Podobnego zdania jest wolontariusz Michal Sládek. „Pan Heger był na granicy trzy razy, ale dopiero podczas ostatniej wizyty, dwa tygodnie po kryzysie, zaczął słuchać organizacji pozarządowych o tym, jak państwo powinno pomóc” – powiedział premier Słowacji Eduard Heger. także dla dziennika Sme.

Pierwsze kroki

Choć fala krytyki uderzyła w państwo, rząd i parlament zatwierdziły już szereg środków ułatwiających przyjazd ukraińskich uchodźców. Podczas trzytygodniowej wojny na Ukrainie dla uchodźców na Słowacji stworzono tymczasowy status schronienia, który umożliwiał im natychmiastowe poszukiwanie pracy. W najbliższych dniach Parlament musi wyrazić zgodę na przyspieszenie ich zaangażowania w proces edukacji i zatrudnienia czy dodatków mieszkaniowych czy dostępu do opieki zdrowotnej.

Według agencji TASR minister edukacji Branislav Gröhling zapowiedział w piątek, że każda szkoła, do której uczęszcza ukraińskie dziecko, otrzyma jednorazowy zasiłek dla tego ucznia w wysokości 200 euro. „Na przykład szkoły mogą kupować pomoce dydaktyczne lub pokrywać wszelkie inne koszty, jakie ponoszą w związku z sprowadzeniem uczniów z Ukrainy” – powiedział Gröhling.

Jak dotąd rząd Hegera na Słowacji otrzymuje najwięcej „punktów” za raportowanie o uchodźcach. Premier i jego ministrowie wielokrotnie apelowali o pomoc i empatię dla uchodźców. I wyjątkowo duża część opozycji się z nimi zgadza, może z wyjątkiem Kotlebowców.

Zdjęcia ukraińskiego miasta Charków po zmasowanym rosyjskim ataku.
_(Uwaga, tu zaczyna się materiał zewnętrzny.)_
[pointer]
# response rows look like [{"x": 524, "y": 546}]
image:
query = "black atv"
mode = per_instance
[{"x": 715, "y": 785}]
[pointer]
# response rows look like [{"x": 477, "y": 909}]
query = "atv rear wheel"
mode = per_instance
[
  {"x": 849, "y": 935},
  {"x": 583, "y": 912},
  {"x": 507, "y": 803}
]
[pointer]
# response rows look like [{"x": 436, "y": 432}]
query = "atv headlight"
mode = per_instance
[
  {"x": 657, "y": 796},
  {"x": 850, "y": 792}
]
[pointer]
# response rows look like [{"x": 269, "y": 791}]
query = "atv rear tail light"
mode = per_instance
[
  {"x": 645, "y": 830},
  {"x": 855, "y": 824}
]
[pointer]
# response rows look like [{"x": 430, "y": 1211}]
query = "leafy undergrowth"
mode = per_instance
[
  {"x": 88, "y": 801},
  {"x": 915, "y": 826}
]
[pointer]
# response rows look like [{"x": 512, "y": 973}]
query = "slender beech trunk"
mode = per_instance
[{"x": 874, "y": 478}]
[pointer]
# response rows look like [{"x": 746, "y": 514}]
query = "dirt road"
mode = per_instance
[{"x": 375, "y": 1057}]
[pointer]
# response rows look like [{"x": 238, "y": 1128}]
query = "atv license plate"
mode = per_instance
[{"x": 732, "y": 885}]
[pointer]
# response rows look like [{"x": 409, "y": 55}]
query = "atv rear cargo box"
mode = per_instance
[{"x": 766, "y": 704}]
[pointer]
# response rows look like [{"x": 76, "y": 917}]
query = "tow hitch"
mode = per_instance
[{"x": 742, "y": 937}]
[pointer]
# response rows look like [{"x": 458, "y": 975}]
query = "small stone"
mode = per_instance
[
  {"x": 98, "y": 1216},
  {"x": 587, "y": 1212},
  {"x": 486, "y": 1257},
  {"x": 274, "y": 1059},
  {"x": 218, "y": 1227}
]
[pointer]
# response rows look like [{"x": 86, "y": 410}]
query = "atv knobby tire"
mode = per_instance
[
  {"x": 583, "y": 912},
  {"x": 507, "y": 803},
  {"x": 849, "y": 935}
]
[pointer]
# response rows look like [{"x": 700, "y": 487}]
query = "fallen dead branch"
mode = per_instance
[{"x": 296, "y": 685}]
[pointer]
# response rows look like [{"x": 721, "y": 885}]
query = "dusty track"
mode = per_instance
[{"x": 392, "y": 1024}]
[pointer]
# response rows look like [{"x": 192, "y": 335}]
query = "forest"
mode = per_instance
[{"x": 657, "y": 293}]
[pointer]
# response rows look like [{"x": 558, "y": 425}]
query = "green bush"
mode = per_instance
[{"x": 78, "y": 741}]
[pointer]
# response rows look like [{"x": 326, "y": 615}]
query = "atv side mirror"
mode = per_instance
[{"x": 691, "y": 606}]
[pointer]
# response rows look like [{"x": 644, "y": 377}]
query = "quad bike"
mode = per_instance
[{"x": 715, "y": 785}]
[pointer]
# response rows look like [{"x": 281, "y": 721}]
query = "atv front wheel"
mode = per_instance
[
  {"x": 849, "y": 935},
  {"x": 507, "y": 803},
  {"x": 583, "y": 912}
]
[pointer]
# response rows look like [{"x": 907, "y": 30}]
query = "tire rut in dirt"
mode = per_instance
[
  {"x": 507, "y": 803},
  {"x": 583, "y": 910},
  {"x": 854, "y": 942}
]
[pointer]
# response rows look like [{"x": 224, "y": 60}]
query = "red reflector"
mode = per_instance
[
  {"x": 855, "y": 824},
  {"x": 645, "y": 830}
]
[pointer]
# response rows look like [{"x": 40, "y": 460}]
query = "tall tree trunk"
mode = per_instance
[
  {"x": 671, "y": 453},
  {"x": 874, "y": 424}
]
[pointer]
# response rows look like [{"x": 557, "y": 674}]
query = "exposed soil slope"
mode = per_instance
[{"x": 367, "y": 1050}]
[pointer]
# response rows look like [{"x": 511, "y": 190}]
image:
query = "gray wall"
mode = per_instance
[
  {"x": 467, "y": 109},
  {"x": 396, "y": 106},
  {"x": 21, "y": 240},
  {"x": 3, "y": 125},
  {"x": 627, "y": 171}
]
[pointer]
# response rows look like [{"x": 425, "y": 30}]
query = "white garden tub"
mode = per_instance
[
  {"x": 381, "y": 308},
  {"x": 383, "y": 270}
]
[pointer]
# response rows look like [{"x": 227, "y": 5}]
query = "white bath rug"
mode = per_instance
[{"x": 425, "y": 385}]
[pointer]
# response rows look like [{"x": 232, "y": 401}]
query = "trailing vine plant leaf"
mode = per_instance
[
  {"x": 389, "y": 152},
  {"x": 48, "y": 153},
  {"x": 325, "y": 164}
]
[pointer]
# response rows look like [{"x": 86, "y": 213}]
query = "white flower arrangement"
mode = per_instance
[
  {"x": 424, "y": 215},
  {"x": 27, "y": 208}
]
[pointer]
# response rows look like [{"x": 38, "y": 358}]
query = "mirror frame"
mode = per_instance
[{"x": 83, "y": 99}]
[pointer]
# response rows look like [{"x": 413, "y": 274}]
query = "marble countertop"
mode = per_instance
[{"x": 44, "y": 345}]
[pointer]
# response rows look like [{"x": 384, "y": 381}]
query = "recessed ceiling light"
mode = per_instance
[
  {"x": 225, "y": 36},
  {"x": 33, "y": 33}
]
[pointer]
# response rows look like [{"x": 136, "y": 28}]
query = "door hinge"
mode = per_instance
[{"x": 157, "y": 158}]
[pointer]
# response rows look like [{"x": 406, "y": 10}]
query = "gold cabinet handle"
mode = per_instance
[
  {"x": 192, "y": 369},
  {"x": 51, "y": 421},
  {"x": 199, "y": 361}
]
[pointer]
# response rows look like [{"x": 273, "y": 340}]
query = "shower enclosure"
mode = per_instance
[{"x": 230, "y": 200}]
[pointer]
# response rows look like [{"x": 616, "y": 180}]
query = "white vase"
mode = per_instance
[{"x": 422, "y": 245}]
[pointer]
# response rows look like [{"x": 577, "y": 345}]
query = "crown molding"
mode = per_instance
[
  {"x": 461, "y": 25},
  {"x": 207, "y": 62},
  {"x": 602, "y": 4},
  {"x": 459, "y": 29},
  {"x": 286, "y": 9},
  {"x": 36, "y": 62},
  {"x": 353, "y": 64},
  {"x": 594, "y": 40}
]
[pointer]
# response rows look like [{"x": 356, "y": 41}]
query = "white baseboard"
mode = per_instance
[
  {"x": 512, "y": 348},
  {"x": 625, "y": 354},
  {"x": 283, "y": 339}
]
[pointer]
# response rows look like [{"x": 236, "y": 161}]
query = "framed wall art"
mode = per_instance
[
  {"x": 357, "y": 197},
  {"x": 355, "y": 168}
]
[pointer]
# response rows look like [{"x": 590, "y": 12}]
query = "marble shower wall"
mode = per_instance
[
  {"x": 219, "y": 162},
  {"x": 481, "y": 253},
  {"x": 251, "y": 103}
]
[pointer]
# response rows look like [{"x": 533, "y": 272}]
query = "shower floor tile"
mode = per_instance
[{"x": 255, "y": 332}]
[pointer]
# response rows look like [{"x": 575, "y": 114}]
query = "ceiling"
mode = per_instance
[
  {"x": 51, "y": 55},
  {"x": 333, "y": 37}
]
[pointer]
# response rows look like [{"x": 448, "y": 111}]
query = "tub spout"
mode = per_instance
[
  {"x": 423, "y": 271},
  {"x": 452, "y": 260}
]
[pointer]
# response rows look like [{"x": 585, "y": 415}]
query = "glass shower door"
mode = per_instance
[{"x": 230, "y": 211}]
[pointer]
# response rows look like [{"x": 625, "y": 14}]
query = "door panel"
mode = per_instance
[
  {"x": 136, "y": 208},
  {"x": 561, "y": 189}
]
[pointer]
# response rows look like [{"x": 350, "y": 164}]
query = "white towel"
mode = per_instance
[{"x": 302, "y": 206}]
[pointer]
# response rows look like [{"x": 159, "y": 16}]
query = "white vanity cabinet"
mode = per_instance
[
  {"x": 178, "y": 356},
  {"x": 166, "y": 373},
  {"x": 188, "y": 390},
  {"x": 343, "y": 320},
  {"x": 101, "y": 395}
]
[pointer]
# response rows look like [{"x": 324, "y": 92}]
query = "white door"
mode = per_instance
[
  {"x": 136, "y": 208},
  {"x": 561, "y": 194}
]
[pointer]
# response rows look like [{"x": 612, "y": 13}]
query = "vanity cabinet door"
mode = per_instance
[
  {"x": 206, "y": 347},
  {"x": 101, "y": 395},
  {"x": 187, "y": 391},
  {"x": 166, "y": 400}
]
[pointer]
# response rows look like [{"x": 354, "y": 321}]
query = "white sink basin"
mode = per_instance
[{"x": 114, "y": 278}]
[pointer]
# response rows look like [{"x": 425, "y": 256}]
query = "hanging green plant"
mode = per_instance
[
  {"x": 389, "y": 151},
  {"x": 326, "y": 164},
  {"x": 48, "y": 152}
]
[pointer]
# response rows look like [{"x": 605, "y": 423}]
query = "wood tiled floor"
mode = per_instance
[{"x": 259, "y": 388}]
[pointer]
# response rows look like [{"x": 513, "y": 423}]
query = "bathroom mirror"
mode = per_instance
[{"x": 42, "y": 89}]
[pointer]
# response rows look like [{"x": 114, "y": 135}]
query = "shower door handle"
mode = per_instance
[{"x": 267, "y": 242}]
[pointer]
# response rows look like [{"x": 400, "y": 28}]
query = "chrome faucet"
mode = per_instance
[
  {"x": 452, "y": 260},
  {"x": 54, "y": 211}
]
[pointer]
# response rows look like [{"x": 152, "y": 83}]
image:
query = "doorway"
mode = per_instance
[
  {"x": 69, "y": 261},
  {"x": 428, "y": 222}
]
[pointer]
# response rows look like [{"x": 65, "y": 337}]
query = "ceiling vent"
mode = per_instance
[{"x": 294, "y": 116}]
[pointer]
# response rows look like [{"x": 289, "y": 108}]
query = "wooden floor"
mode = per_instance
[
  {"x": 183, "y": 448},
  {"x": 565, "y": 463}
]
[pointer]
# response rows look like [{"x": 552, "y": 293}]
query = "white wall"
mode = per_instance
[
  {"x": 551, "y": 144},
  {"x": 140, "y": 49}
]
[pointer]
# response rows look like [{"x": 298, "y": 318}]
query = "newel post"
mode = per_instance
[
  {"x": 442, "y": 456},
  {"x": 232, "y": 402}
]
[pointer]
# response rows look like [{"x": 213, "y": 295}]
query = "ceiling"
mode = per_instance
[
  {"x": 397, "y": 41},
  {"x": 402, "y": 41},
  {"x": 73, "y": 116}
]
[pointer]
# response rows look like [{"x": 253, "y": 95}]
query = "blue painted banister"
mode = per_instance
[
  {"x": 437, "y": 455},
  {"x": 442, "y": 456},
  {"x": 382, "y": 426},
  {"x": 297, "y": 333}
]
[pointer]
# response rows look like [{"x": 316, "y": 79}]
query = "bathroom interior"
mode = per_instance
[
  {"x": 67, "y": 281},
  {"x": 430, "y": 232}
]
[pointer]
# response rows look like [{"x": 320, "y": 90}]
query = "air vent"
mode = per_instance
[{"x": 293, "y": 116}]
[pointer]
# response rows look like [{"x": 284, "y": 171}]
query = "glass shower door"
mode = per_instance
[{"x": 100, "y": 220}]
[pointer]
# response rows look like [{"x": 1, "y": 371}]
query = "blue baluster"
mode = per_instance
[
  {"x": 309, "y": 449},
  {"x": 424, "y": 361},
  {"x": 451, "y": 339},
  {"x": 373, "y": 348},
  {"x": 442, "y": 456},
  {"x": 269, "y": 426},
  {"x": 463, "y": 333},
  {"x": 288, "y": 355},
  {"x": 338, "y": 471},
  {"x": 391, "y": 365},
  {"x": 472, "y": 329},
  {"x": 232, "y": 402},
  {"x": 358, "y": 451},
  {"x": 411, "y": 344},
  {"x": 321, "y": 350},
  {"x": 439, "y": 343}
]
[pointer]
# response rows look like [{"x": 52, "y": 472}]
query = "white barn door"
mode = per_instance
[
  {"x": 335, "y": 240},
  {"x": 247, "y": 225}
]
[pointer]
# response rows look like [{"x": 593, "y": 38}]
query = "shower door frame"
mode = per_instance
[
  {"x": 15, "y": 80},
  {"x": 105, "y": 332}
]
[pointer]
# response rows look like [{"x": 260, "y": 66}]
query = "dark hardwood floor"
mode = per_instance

Dziesiątki Ukraińców znalazło schronienie w sennej wiosce, stamtąd zaczęli pomagać całemu krajowi

Nawet opinia publiczna na Słowacji jest jeszcze bardziej po stronie uchodźców – pomimo, że polaryzacja społeczeństwa dotycząca samego konfliktu na Ukrainie jest stosunkowo duża. Słowacja jeszcze przed epidemią była jednym z krajów, w których toczyły się silne prorosyjskie kampanie dezinformacyjne i opór wobec NATO i Stanów Zjednoczonych – wystarczy przypomnieć protesty, które spowodowały zawarcie porozumienia obronnego Słowacji ze Stanami Zjednoczonymi.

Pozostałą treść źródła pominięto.